The Moon is shrinking.
In making the announcement, scientists were quick to add that the Moon has not shrunk by much, that the shrinking may have occurred over a billion years, and that the Moon will not shrink out of view in the future.
“The kind of radius change and shrinking we're describing here is so small that you would never notice it,” said Thomas R. Watters of the Centre for Earth and Planetary Studies at the Smithsonian's National Air and Space Museum, during a National Aeronautics and Space Administration (NASA)-sponsored telephone news conference on Wednesday. Watters and his colleagues deduced the Moon's diminishing size from cracks on the surface seen in images taken by the NASA's Lunar Reconnaissance Orbiter. As the Moon's core has cooled and contracted, the outer crust fractured into faults, forming ridges as one side of the fracture slid on top of the other. The same cooling and shrinking occurs within all planetary bodies; NASA's Messenger spacecraft recently observed similar — and much larger — fractures on the planet Mercury.
The largest of the Moon ridges is about 300 feet high and stretches for several miles, and some had been seen during the Apollo Moon missions. During Apollo 17, Eugene Cernan and Harrison Schmidt even drove to one in their lunar rover. But most of the ridges are much smaller and shorter, only tens of yards high, which is why they had escaped notice until the Lunar Reconnaissance Orbiter and its sharp-eyed camera arrived in orbit last year. Over the eons, the shrinkage for the Moon was only about 200 yards, the length of two football fields, out of a diameter of 2,160 miles.

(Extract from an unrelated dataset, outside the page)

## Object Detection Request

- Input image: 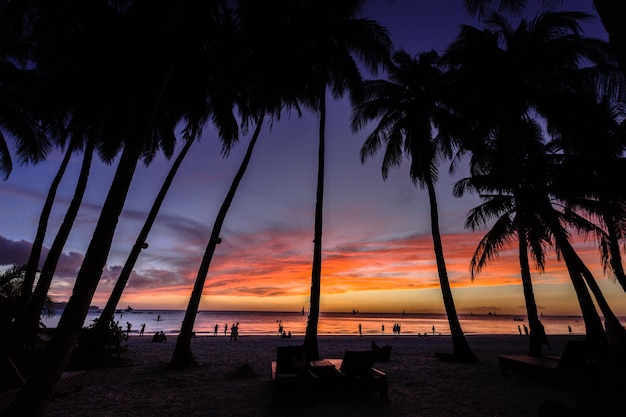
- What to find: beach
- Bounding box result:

The scientists believe that the ridges are young — for planetary geologists, a billion years old is young compared with the 4.5-billion-year age of the solar system — because the ridges cut across small, young craters, but no large craters appear on top of any of the ridges. The ridges also look freshly carved in the moonscape.
In the 1970s, four seismometers deployed by the Apollo astronauts detected about 30 shallow moonquakes. Watters said the scientists were looking into the possibility that those moonquakes might have emanated from the newly discovered faults.
Michael Wargo, the chief lunar scientist at NASA headquarters, said the findings, which appear in Friday's issue of the journal Science, were more evidence that the Moon was much livelier than its reputation as a cold, unchanging world. “We're now talking about the Moon in a completely different way,” Wargo said.